[tuhopuu-devel] missing uv-edit propedit code

Brecht Van Lommel tuhopuu-devel@blender.org
19 Feb 2004 22:01:02 +0000


Hi,

On Thu, 2004-02-19 at 20:27, BjornMose wrote:
> hi brecht, hi all,
> the feature list and your post a elysiun says there was a proportional
> editing in UV edit
> but CVS mailing list does not show any commit neither tuhopuu checkout gives
> any code?
> is this a CVS server hickup or didn't you commit ?

Viewcvs seems to know it:

http://projects.blender.org/viewcvs/viewcvs.cgi/tuhopuu2/source/blender/src/editsima.c?rev=1.9&cvsroot=tuhopuu&content-type=text/vnd.viewcvs-markup

Did you maybe change some code? I don't think cvs will auto-merge the
changes when doing an update. Tuhopuu-cvs mailing list messages always
arrive late here btw.

> before you start face select, did you look at my new "active face" stuff?

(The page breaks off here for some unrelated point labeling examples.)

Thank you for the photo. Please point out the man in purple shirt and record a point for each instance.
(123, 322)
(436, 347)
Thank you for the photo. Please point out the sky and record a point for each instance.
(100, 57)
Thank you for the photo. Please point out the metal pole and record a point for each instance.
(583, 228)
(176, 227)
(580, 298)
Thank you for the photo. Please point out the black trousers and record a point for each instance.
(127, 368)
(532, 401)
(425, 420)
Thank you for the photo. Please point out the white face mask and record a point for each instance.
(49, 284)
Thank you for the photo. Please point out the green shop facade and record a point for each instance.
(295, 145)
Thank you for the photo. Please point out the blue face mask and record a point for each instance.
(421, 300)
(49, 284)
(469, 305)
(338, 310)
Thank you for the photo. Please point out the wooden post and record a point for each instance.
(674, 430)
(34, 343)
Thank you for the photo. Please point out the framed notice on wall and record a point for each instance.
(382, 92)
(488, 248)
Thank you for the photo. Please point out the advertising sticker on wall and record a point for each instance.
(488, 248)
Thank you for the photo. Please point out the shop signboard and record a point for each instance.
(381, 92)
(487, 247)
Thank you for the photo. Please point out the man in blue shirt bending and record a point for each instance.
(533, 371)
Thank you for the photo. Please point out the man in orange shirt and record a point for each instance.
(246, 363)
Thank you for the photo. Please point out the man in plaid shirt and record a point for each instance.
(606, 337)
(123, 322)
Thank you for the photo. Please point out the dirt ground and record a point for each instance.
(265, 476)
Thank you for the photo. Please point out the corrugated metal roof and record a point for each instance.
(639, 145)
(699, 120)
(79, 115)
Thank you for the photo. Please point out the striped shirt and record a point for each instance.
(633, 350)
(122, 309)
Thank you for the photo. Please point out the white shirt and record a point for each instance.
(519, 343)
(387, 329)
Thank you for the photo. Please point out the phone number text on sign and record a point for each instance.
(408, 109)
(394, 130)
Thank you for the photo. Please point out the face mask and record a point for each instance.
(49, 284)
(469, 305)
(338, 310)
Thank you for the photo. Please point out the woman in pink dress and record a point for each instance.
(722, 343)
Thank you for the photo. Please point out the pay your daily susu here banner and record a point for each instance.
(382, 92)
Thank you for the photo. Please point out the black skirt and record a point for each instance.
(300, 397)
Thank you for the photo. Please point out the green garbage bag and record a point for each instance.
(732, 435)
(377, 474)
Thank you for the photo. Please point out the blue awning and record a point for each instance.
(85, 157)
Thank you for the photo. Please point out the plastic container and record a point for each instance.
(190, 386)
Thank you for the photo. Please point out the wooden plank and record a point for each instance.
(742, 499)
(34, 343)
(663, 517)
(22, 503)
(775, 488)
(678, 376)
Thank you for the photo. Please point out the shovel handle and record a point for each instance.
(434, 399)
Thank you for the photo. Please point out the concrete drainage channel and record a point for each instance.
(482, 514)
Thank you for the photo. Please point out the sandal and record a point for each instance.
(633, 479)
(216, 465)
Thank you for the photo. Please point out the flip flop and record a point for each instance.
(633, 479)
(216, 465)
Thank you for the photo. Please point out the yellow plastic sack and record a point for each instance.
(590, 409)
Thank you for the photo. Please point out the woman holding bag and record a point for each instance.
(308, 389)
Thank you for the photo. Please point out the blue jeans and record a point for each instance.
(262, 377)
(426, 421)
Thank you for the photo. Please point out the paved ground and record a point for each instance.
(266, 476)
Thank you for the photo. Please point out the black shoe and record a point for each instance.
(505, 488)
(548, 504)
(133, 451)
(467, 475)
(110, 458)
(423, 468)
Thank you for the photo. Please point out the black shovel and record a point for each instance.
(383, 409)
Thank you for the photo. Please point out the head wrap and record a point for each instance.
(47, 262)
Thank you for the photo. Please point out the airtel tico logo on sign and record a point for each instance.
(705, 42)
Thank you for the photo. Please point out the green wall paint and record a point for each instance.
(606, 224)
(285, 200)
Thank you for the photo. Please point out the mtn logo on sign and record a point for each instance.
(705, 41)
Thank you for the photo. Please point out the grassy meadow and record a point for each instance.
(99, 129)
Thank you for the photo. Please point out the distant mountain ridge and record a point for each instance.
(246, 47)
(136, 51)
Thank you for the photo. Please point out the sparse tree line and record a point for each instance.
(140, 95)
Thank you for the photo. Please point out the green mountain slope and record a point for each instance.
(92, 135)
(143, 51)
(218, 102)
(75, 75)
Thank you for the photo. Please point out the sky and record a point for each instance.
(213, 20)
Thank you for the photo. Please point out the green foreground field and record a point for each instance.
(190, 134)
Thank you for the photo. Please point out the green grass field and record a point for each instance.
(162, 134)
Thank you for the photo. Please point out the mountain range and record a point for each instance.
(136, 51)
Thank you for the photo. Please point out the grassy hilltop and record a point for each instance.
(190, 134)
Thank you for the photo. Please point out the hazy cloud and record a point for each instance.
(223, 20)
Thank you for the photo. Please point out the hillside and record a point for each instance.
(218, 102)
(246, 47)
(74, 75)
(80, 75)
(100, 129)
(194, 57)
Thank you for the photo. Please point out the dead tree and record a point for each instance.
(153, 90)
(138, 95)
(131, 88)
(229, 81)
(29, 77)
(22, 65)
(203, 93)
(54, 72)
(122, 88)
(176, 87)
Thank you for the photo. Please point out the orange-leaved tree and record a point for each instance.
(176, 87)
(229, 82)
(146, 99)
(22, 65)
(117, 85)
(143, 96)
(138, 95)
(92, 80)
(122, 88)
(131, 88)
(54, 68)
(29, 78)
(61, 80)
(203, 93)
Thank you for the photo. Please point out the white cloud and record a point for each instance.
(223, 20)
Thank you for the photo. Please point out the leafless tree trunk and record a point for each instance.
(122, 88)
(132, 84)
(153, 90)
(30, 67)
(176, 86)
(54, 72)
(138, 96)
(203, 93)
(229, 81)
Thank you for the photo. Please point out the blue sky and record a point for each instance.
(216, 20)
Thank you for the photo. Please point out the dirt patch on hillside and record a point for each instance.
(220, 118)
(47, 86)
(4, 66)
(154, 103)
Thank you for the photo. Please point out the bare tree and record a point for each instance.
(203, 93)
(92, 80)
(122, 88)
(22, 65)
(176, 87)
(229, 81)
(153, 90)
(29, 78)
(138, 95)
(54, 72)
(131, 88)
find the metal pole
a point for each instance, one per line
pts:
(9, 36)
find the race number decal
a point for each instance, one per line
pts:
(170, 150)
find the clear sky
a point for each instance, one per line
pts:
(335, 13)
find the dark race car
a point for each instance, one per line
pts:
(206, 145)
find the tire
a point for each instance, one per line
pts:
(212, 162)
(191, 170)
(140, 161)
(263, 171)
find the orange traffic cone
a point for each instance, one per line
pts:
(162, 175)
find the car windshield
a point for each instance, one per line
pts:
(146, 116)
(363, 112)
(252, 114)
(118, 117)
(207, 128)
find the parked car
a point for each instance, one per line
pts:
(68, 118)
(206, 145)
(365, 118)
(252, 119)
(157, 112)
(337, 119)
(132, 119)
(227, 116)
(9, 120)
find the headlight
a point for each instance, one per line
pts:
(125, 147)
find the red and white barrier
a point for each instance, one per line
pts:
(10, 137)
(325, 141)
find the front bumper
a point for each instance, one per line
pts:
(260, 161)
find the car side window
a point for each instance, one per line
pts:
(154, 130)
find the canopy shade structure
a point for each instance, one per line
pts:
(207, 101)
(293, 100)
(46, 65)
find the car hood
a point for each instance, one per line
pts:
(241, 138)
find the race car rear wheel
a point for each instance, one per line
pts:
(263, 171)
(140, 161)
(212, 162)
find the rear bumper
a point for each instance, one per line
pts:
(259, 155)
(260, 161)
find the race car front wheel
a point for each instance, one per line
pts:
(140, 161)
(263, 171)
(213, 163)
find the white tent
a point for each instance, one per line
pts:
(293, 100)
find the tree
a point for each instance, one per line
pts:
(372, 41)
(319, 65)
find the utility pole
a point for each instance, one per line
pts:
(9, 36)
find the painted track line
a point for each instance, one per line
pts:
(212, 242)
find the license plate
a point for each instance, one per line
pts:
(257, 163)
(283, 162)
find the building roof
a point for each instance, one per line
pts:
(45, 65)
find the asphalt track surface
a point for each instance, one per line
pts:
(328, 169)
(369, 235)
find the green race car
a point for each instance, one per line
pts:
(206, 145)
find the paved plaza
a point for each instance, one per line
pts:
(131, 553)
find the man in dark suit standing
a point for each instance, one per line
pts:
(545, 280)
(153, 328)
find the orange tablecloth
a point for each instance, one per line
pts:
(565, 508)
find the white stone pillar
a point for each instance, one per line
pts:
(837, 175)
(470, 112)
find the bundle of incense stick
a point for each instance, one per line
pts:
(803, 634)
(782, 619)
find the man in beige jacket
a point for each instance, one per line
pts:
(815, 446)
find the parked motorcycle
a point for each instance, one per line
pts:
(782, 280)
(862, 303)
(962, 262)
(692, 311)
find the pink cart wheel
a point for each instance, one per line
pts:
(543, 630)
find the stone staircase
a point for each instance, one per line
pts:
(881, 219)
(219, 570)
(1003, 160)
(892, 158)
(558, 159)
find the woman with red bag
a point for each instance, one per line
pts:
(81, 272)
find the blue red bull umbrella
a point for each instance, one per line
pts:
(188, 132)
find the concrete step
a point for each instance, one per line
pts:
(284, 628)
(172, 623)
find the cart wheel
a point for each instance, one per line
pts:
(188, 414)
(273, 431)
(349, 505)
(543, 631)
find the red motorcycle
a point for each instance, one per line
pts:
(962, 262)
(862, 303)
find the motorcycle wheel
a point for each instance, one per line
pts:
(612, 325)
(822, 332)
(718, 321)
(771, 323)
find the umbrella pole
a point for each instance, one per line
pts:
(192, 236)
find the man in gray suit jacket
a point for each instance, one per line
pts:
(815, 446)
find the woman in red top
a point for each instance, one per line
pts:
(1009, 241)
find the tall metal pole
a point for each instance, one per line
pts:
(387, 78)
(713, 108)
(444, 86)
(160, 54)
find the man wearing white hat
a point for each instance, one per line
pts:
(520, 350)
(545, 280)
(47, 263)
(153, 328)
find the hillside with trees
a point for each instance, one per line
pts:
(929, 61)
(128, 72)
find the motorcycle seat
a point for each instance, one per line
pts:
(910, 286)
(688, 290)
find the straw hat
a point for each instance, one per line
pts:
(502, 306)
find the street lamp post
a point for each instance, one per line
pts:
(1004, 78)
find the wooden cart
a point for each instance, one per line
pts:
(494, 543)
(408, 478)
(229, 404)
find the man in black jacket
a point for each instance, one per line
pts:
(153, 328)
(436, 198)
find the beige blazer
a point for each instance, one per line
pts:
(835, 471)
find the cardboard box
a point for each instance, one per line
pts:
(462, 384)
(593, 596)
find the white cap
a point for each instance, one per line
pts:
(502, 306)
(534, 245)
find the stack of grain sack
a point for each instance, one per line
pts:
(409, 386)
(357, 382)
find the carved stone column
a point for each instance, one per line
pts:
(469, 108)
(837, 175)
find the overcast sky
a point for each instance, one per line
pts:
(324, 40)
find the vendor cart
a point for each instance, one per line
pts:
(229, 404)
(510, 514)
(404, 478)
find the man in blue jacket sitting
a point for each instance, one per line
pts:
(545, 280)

I didn't start it, I didn't even know if I was going to do it or not.
Wasn't sure if you were working on it. I did check out the "active face"
stuff. Works nicely. Only criticism would be the drawing of an active
face in the UV editor. Seems to be a little inconsistent with the rest
of Blender with those thick lines. Also, the black white stippled lines
in the UV editor give strange effects here. If you scale/rotate/move
some texture vertices it's like there are crawling ants on my screen :).
Wasn't the case with the old code.

Anyway, I'm now working on finishing the undo, and I'll probably attempt
to do those transparent faces in both 3d view and the UV editor as in
William Reynish's proposal: http://www.shadeless.dk/ui/uveditor.htm. UV
editor should be trivial, and the 3d view is also possible because it
works with Draw Faces and Solid viewport shading in editmode.

> btw
> i did look at the "cow flatten etc.." papers:
> "BIG FISH !" but i think we can make it.
> there are more than one math issues to tackle.
> i am going to provide brief overview the bext days.

Yes, the algorithms are complicated, but wouldn't a full automatic cow
flattening implementation be awesome? We'll have an example
implementation, so if we're stuck we can always look at that. Bruno Lévy
offered help, so I think he'll answer our questions if we ask nicely :).
Too bad the ABF++/ABF code will not be available until May. ABF and the
algorithms floating around it are my personal favorite, but we'll need
to compare the algorithms further. Luckily we can use Graphite for that.

There are essentially 4 unwrapping steps:
- seam cutting
- unfolding
- parametrization optimization (relaxing)
- texture atlas packing

Each step on it's own is useful to the user, so we don't have to have
them all immediately. I find them all really interesting though.